2. Calculating the starting Matrices (Two Task Mode):

When the reservation table analyzer is analyzing two tasks running on the same pipeline then the PCV is no longer a state in the state diagram. In fact, the each state will be matrix will at least two rows. The two starting matrices can be determined in a way similar to determining the PCV. Suppose you have two distinct tasks A and B running on the same pipeline. The starting matrices are defined as:

Matrix A = [ PCV of A  ]            Matrix B = [ "A after B" ]
                  [ "B after A" ]                              [ PCV of B  ]

The notation "X after Y" means perform the same process of calculating the PCV for task Y except let task X be the top transparency.
These two matrices are the initial states of the state diagram.

3. Determining the state diagram:

The key thing to recognize is that once you know one state in the state diagram you can determine all the other states because there are no partitions within the state diagram. In single task mode your initial state is the PCV and all the rest of the states and edges in the state diagram can be determined by the following algorithm:

1.    For each state in the state list do
2.        For each column in the PCV do
3.            If the number  at column i is a 0 then an edge has just been found.
4.            Determine where this edge leads to by:
               shifting the PCV to the left by i and perform an OR operation with the original PCV.
5.            If the result of the OR operation is a state that is not in the the current state list then
               add it to the current state list.

When application is analyzing two tasks running on the same pipeline a similar algorithm is used to calcuate the state diagram. To calculate the state diagarm, simply replace the variable PCV in the algorithm with either Matrix A or Matrix B (the two starting states) and then run the algorithm for the first and second row of both matrices. If the algorithm is ran on the top row then PCV should be replaced by Matrix A otherwise PCV should be replaced by Matrix B.

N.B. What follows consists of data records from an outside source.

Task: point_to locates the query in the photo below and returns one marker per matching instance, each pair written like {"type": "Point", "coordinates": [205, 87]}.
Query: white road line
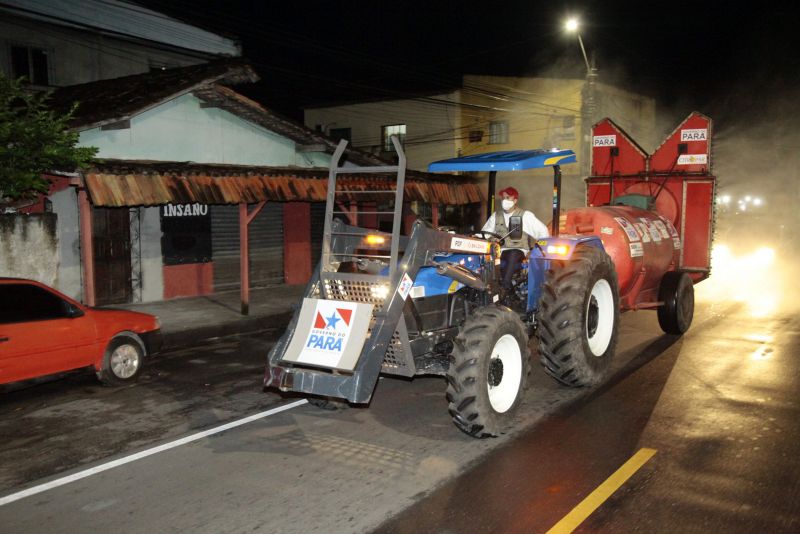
{"type": "Point", "coordinates": [144, 454]}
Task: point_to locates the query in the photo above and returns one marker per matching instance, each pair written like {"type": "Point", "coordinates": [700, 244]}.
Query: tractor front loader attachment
{"type": "Point", "coordinates": [351, 325]}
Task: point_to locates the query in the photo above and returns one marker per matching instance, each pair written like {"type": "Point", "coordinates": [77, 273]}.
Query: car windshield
{"type": "Point", "coordinates": [27, 302]}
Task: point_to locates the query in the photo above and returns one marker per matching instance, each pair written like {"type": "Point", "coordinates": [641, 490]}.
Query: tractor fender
{"type": "Point", "coordinates": [550, 249]}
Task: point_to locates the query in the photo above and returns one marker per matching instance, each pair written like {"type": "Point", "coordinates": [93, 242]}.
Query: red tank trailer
{"type": "Point", "coordinates": [654, 213]}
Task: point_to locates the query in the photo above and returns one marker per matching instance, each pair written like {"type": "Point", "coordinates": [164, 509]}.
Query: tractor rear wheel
{"type": "Point", "coordinates": [488, 371]}
{"type": "Point", "coordinates": [677, 292]}
{"type": "Point", "coordinates": [579, 317]}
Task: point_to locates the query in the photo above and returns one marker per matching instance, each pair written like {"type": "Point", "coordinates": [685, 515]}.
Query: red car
{"type": "Point", "coordinates": [43, 332]}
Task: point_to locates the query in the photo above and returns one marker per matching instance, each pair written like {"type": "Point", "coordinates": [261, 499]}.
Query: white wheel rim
{"type": "Point", "coordinates": [506, 356]}
{"type": "Point", "coordinates": [125, 361]}
{"type": "Point", "coordinates": [602, 299]}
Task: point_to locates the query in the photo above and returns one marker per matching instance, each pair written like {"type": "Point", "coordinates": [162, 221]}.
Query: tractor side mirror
{"type": "Point", "coordinates": [515, 225]}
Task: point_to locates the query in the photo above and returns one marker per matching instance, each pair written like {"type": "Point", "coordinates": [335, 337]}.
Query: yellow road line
{"type": "Point", "coordinates": [591, 503]}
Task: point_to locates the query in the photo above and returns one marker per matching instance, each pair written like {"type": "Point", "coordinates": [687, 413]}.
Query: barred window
{"type": "Point", "coordinates": [498, 132]}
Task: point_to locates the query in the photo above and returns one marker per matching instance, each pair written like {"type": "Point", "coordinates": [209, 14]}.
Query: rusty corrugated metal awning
{"type": "Point", "coordinates": [125, 183]}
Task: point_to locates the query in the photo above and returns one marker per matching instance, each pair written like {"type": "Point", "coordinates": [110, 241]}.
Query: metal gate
{"type": "Point", "coordinates": [111, 245]}
{"type": "Point", "coordinates": [266, 246]}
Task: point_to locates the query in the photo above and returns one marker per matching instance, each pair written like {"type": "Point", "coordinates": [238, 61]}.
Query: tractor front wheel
{"type": "Point", "coordinates": [488, 371]}
{"type": "Point", "coordinates": [579, 317]}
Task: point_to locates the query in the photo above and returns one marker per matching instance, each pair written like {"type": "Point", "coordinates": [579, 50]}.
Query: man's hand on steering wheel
{"type": "Point", "coordinates": [489, 236]}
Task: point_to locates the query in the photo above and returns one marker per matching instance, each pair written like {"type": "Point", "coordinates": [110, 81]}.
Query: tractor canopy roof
{"type": "Point", "coordinates": [509, 160]}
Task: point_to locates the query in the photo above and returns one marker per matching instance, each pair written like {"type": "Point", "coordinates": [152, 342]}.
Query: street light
{"type": "Point", "coordinates": [572, 26]}
{"type": "Point", "coordinates": [587, 105]}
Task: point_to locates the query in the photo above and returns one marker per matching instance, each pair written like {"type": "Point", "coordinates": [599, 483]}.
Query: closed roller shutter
{"type": "Point", "coordinates": [317, 229]}
{"type": "Point", "coordinates": [266, 246]}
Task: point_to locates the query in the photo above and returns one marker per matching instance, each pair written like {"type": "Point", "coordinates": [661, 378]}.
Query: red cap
{"type": "Point", "coordinates": [510, 191]}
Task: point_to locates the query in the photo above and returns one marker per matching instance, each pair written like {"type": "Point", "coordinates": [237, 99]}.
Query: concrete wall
{"type": "Point", "coordinates": [65, 206]}
{"type": "Point", "coordinates": [180, 130]}
{"type": "Point", "coordinates": [432, 124]}
{"type": "Point", "coordinates": [76, 56]}
{"type": "Point", "coordinates": [29, 247]}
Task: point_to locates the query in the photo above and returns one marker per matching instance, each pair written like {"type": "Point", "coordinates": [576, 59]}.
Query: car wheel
{"type": "Point", "coordinates": [122, 362]}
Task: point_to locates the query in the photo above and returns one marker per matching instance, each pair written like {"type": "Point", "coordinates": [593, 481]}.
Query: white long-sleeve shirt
{"type": "Point", "coordinates": [530, 225]}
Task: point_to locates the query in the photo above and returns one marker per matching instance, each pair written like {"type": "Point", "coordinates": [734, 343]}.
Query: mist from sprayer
{"type": "Point", "coordinates": [756, 252]}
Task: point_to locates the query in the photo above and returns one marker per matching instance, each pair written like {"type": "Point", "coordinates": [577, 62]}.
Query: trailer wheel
{"type": "Point", "coordinates": [579, 317]}
{"type": "Point", "coordinates": [488, 371]}
{"type": "Point", "coordinates": [677, 292]}
{"type": "Point", "coordinates": [328, 403]}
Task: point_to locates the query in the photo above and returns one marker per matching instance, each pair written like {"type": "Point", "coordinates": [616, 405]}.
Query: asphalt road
{"type": "Point", "coordinates": [718, 405]}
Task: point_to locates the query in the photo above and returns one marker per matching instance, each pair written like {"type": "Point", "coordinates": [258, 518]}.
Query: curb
{"type": "Point", "coordinates": [273, 325]}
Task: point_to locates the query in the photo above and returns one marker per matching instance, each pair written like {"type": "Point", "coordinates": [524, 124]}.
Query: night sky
{"type": "Point", "coordinates": [694, 55]}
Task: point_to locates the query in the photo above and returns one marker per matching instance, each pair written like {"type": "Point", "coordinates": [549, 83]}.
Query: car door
{"type": "Point", "coordinates": [40, 333]}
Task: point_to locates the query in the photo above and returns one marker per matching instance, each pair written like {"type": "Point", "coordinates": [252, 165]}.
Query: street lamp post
{"type": "Point", "coordinates": [588, 105]}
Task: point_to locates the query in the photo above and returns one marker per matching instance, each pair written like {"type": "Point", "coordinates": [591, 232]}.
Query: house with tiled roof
{"type": "Point", "coordinates": [185, 167]}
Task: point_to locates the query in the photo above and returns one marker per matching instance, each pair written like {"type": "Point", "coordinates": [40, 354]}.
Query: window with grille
{"type": "Point", "coordinates": [475, 136]}
{"type": "Point", "coordinates": [498, 132]}
{"type": "Point", "coordinates": [30, 63]}
{"type": "Point", "coordinates": [341, 133]}
{"type": "Point", "coordinates": [394, 129]}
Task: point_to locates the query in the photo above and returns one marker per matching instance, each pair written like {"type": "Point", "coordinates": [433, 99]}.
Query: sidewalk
{"type": "Point", "coordinates": [188, 321]}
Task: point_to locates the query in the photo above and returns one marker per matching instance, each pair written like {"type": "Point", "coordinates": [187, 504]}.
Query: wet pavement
{"type": "Point", "coordinates": [189, 321]}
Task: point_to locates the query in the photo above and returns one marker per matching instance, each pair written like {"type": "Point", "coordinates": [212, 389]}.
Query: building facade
{"type": "Point", "coordinates": [492, 113]}
{"type": "Point", "coordinates": [55, 43]}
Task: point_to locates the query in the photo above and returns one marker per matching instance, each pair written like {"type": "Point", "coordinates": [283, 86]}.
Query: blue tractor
{"type": "Point", "coordinates": [430, 303]}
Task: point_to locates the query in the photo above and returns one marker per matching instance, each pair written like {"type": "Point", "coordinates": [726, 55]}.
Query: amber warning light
{"type": "Point", "coordinates": [375, 240]}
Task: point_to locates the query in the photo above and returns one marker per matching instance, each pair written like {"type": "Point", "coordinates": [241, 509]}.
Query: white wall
{"type": "Point", "coordinates": [29, 247]}
{"type": "Point", "coordinates": [152, 261]}
{"type": "Point", "coordinates": [65, 205]}
{"type": "Point", "coordinates": [180, 130]}
{"type": "Point", "coordinates": [78, 57]}
{"type": "Point", "coordinates": [431, 125]}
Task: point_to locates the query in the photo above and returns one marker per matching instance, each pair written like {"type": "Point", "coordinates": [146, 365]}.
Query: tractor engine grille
{"type": "Point", "coordinates": [395, 358]}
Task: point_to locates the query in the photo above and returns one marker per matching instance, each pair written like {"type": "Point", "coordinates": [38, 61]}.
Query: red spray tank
{"type": "Point", "coordinates": [654, 213]}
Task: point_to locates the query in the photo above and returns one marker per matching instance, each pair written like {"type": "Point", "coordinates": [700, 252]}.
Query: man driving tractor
{"type": "Point", "coordinates": [514, 250]}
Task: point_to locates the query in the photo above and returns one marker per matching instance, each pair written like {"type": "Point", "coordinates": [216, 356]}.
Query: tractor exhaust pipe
{"type": "Point", "coordinates": [461, 274]}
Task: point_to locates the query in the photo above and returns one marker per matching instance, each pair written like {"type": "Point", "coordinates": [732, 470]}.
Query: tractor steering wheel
{"type": "Point", "coordinates": [491, 236]}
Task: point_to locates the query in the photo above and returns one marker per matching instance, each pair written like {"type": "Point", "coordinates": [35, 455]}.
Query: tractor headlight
{"type": "Point", "coordinates": [560, 250]}
{"type": "Point", "coordinates": [379, 291]}
{"type": "Point", "coordinates": [373, 239]}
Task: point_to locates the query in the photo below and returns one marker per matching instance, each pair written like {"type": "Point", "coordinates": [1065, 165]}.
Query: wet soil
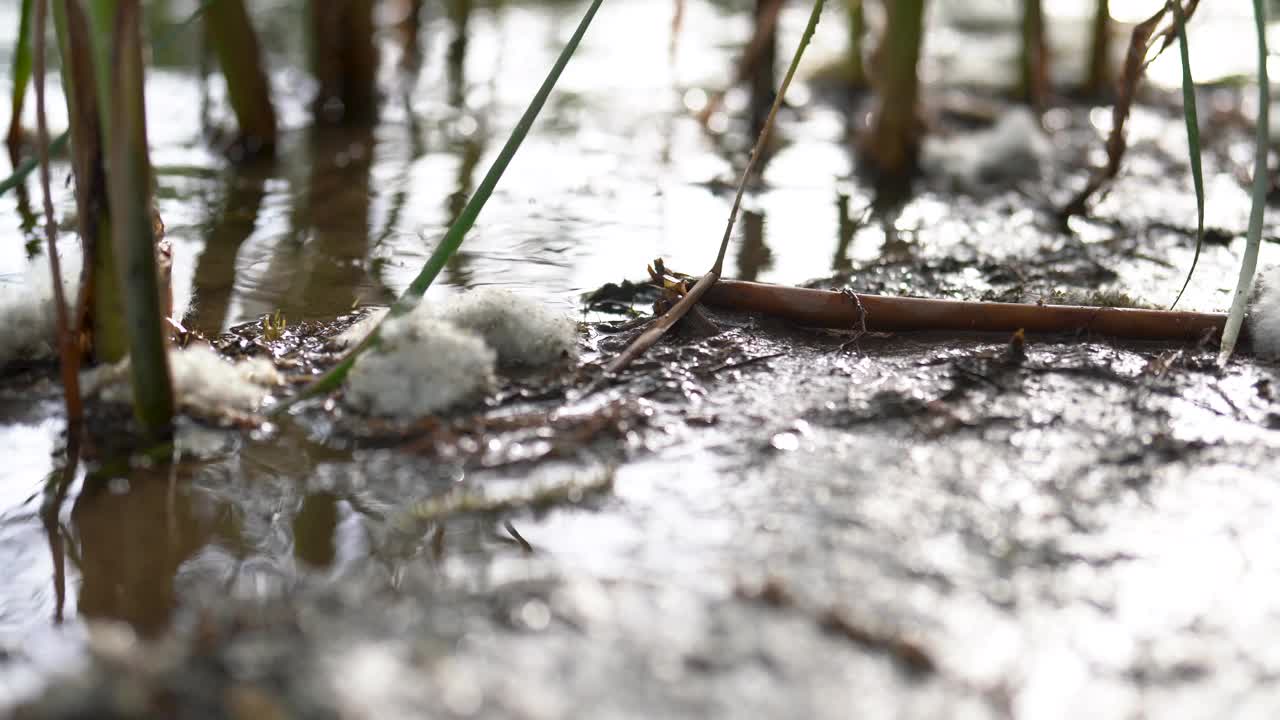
{"type": "Point", "coordinates": [754, 519]}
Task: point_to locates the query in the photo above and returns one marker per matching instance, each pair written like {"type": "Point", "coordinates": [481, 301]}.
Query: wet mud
{"type": "Point", "coordinates": [753, 519]}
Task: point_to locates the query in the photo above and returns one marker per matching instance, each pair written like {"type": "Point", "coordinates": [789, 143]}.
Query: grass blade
{"type": "Point", "coordinates": [68, 350]}
{"type": "Point", "coordinates": [680, 309]}
{"type": "Point", "coordinates": [59, 144]}
{"type": "Point", "coordinates": [129, 195]}
{"type": "Point", "coordinates": [1192, 140]}
{"type": "Point", "coordinates": [452, 240]}
{"type": "Point", "coordinates": [1253, 241]}
{"type": "Point", "coordinates": [21, 77]}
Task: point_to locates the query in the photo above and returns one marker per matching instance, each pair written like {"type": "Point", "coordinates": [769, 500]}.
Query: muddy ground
{"type": "Point", "coordinates": [757, 519]}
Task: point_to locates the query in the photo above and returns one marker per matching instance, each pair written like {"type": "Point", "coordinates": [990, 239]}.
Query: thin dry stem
{"type": "Point", "coordinates": [680, 309]}
{"type": "Point", "coordinates": [67, 345]}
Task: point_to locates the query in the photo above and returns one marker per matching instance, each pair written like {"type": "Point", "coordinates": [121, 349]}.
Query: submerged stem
{"type": "Point", "coordinates": [67, 342]}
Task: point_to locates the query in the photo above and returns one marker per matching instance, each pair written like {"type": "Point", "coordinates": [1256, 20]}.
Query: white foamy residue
{"type": "Point", "coordinates": [522, 331]}
{"type": "Point", "coordinates": [27, 314]}
{"type": "Point", "coordinates": [1011, 149]}
{"type": "Point", "coordinates": [421, 365]}
{"type": "Point", "coordinates": [204, 382]}
{"type": "Point", "coordinates": [1265, 315]}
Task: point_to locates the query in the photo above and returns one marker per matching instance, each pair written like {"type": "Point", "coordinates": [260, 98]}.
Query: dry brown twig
{"type": "Point", "coordinates": [680, 309]}
{"type": "Point", "coordinates": [68, 345]}
{"type": "Point", "coordinates": [748, 62]}
{"type": "Point", "coordinates": [876, 313]}
{"type": "Point", "coordinates": [1137, 59]}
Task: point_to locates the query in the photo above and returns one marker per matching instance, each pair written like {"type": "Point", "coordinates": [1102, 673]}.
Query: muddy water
{"type": "Point", "coordinates": [755, 519]}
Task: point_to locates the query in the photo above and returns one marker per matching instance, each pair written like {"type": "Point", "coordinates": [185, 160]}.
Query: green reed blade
{"type": "Point", "coordinates": [59, 144]}
{"type": "Point", "coordinates": [21, 71]}
{"type": "Point", "coordinates": [1192, 140]}
{"type": "Point", "coordinates": [452, 240]}
{"type": "Point", "coordinates": [1235, 319]}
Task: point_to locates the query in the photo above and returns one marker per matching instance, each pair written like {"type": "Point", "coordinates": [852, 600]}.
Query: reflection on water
{"type": "Point", "coordinates": [131, 538]}
{"type": "Point", "coordinates": [616, 173]}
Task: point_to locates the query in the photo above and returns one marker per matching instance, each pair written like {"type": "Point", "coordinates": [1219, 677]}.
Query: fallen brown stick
{"type": "Point", "coordinates": [878, 313]}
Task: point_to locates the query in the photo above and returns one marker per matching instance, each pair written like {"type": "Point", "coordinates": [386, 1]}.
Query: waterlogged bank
{"type": "Point", "coordinates": [754, 518]}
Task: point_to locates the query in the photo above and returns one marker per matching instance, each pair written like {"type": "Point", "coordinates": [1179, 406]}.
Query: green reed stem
{"type": "Point", "coordinates": [1253, 241]}
{"type": "Point", "coordinates": [1192, 118]}
{"type": "Point", "coordinates": [456, 233]}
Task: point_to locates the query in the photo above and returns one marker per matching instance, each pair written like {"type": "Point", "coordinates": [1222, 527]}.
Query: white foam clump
{"type": "Point", "coordinates": [28, 324]}
{"type": "Point", "coordinates": [522, 331]}
{"type": "Point", "coordinates": [1011, 149]}
{"type": "Point", "coordinates": [1265, 315]}
{"type": "Point", "coordinates": [202, 381]}
{"type": "Point", "coordinates": [421, 365]}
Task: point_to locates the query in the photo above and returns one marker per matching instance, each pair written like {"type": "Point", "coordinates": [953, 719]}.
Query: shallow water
{"type": "Point", "coordinates": [1040, 533]}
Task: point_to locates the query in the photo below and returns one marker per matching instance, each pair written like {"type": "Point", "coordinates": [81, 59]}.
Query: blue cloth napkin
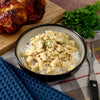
{"type": "Point", "coordinates": [17, 85]}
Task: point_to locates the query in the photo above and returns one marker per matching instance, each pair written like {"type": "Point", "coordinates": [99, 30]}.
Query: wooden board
{"type": "Point", "coordinates": [52, 15]}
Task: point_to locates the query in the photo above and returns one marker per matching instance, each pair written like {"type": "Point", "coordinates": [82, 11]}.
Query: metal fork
{"type": "Point", "coordinates": [93, 85]}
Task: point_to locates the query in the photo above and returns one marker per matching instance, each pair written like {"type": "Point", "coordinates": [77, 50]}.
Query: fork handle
{"type": "Point", "coordinates": [94, 93]}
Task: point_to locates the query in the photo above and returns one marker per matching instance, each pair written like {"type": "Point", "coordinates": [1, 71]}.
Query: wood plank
{"type": "Point", "coordinates": [52, 15]}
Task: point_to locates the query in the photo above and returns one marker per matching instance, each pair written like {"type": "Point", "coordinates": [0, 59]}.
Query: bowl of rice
{"type": "Point", "coordinates": [50, 52]}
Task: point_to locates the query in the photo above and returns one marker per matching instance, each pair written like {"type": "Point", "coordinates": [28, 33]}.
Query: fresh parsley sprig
{"type": "Point", "coordinates": [83, 20]}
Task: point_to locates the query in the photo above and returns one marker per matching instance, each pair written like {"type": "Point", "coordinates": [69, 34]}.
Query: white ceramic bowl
{"type": "Point", "coordinates": [25, 38]}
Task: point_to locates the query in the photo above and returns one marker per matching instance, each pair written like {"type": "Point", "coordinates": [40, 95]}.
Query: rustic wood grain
{"type": "Point", "coordinates": [52, 15]}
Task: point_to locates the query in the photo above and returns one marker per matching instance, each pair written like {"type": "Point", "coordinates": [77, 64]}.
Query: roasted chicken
{"type": "Point", "coordinates": [15, 13]}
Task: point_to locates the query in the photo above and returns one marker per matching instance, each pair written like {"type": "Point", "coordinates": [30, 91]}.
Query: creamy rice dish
{"type": "Point", "coordinates": [51, 53]}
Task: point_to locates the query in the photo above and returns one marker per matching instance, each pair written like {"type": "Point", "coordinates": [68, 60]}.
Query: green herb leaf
{"type": "Point", "coordinates": [83, 20]}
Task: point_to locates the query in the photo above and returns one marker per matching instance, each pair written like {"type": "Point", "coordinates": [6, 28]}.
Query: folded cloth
{"type": "Point", "coordinates": [29, 87]}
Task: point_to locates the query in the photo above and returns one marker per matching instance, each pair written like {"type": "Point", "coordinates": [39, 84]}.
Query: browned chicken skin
{"type": "Point", "coordinates": [14, 13]}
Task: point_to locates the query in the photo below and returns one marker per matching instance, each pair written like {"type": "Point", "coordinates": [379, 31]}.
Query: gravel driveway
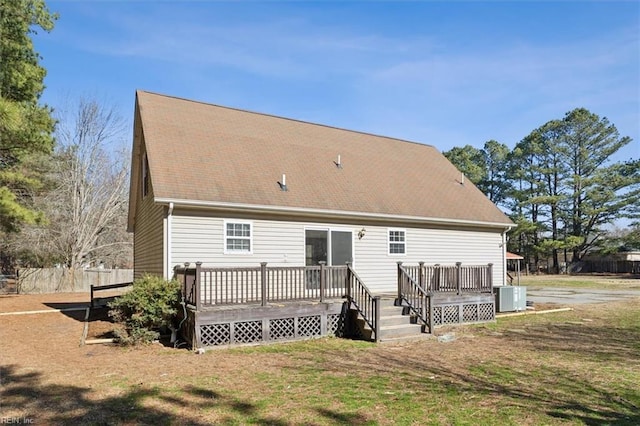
{"type": "Point", "coordinates": [572, 296]}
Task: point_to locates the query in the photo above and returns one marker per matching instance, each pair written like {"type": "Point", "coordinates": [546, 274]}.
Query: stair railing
{"type": "Point", "coordinates": [413, 295]}
{"type": "Point", "coordinates": [367, 305]}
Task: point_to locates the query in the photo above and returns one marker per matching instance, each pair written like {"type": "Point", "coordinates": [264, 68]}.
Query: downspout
{"type": "Point", "coordinates": [168, 267]}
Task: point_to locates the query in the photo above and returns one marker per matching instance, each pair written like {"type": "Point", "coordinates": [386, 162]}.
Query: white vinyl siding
{"type": "Point", "coordinates": [281, 243]}
{"type": "Point", "coordinates": [148, 250]}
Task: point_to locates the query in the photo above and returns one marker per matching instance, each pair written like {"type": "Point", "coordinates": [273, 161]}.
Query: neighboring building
{"type": "Point", "coordinates": [231, 188]}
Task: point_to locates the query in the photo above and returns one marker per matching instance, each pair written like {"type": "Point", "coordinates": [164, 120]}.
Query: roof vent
{"type": "Point", "coordinates": [338, 163]}
{"type": "Point", "coordinates": [283, 183]}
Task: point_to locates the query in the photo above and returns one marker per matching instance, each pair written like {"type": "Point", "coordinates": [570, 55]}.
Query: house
{"type": "Point", "coordinates": [235, 189]}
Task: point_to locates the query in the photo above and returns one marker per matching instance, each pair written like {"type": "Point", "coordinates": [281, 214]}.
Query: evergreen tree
{"type": "Point", "coordinates": [25, 126]}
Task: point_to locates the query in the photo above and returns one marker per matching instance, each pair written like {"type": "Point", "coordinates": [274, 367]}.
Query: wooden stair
{"type": "Point", "coordinates": [396, 324]}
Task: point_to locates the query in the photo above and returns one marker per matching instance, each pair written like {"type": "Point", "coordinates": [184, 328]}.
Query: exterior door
{"type": "Point", "coordinates": [334, 248]}
{"type": "Point", "coordinates": [341, 247]}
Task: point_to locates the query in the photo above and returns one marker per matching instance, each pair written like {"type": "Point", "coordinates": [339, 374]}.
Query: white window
{"type": "Point", "coordinates": [237, 237]}
{"type": "Point", "coordinates": [145, 175]}
{"type": "Point", "coordinates": [397, 244]}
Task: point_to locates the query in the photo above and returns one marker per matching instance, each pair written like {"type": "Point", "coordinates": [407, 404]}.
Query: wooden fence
{"type": "Point", "coordinates": [53, 280]}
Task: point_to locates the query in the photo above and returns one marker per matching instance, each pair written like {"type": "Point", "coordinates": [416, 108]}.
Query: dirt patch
{"type": "Point", "coordinates": [51, 378]}
{"type": "Point", "coordinates": [100, 324]}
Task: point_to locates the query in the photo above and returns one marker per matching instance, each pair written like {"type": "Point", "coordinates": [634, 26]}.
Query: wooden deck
{"type": "Point", "coordinates": [235, 306]}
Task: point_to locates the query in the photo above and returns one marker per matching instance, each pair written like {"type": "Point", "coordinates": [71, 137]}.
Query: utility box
{"type": "Point", "coordinates": [511, 298]}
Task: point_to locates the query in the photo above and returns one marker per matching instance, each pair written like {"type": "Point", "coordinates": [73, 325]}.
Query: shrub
{"type": "Point", "coordinates": [149, 306]}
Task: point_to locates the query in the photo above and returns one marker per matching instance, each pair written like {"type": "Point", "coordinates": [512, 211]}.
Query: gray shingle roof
{"type": "Point", "coordinates": [203, 153]}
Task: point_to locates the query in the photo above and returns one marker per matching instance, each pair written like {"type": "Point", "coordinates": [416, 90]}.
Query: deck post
{"type": "Point", "coordinates": [347, 285]}
{"type": "Point", "coordinates": [399, 299]}
{"type": "Point", "coordinates": [263, 282]}
{"type": "Point", "coordinates": [184, 279]}
{"type": "Point", "coordinates": [322, 279]}
{"type": "Point", "coordinates": [490, 277]}
{"type": "Point", "coordinates": [198, 284]}
{"type": "Point", "coordinates": [376, 316]}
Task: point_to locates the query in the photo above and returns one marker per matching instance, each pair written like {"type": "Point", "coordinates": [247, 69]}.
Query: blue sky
{"type": "Point", "coordinates": [443, 73]}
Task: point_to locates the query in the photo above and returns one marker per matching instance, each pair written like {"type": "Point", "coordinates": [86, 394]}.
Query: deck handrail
{"type": "Point", "coordinates": [413, 295]}
{"type": "Point", "coordinates": [456, 278]}
{"type": "Point", "coordinates": [260, 285]}
{"type": "Point", "coordinates": [360, 297]}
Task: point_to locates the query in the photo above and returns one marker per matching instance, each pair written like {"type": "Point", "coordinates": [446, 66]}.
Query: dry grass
{"type": "Point", "coordinates": [579, 367]}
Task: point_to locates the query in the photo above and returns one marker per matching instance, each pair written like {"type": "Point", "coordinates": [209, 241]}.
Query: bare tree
{"type": "Point", "coordinates": [86, 206]}
{"type": "Point", "coordinates": [89, 202]}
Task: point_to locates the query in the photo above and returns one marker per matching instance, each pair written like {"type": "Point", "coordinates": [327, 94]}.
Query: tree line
{"type": "Point", "coordinates": [561, 187]}
{"type": "Point", "coordinates": [63, 172]}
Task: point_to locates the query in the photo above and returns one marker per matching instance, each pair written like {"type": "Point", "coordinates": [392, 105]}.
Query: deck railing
{"type": "Point", "coordinates": [367, 305]}
{"type": "Point", "coordinates": [260, 285]}
{"type": "Point", "coordinates": [456, 278]}
{"type": "Point", "coordinates": [413, 295]}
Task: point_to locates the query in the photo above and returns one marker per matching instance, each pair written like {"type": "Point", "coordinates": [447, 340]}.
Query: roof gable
{"type": "Point", "coordinates": [203, 153]}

4. Determining the greedy cycle:

To determine the greedy cycle, you must calculate the state diagarm first. Once the application has determined all the states then the following algorithm is used to find the greedy cycle.

Note: In single task mode the current pattern is assumed to be "A"

1.    Start at State #1
       Add it to the list of starting states and the greedy cycle list which are initially just empty
2.    While no cycle in the graph has been found that meets the current pattern restriction do
3.         For each task in the pattern do
4.             Take the first availabe edge meets the task requirement to the next state.
5.             Add the destination state to the greedy cycle list.
6.         If the last element in the greedy cycle list is one of the starting states then
            the greedy cycle has been found. Exit the while loop
7.        Else the last element in the greedy cycle list is added to the list of starting states.